6.2 numint-mnp-eir.json

  • Row 1 — MNP reconciliation: per-MNO last success timestamp, accepted vs rejected, conflict count.
  • Row 2 — MNP divergence: numint.mnp.divergence.v1 event rate by severity.
  • Row 3 — EIR: daily IMEI flags by reporter; BLACKLIST-size trend.

6.3 numint-adapter.json

  • Per-MNO adapter health (MAP dialog count, REST 5xx rate, token bucket admit/deny, latency).
  • PCAP sample age / size (ops visibility into MinIO archive).

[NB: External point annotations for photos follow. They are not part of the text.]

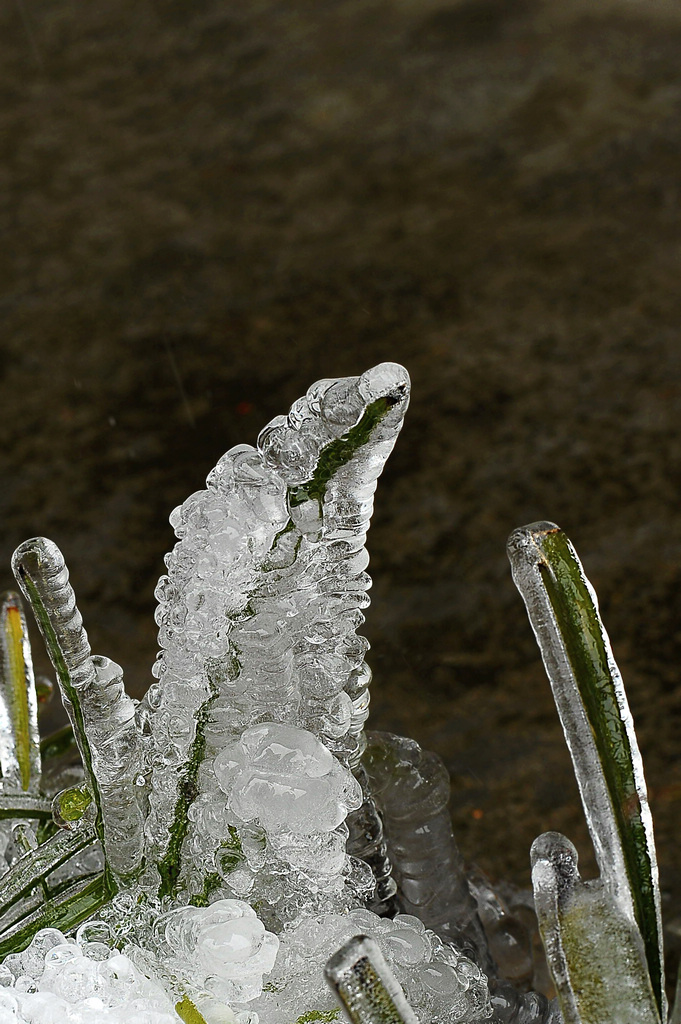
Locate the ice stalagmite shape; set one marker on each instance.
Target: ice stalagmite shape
(599, 731)
(258, 617)
(101, 715)
(412, 787)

6.4 numint-public-api.json

  • Tenant-facing view: per-tenant RPS, latency, quota usage, 429 rate, billing SKU distribution.

6.5 numint-audit.json

  • Audit chain verifier run history; outbox lag; chain-break counter (must stay at 0).

7. Synthetic probes

  • Every 30 s (numint-synth-probe cron in kbl and mzr): synthetic ResolveMsisdn(+93701111111) to a fixed test MSISDN; latency + confidence recorded as numint_synth_probe_duration_seconds / numint_synth_probe_confidence.
  • Hourly: synthetic MNP reconciliation fixture against a mock MNO SFTP; verifies end-to-end pipeline.
  • Daily: audit-chain tamper-detect drill (deliberately inject a canary tamper row; verifier MUST flag it; operator MUST acknowledge within 1 h).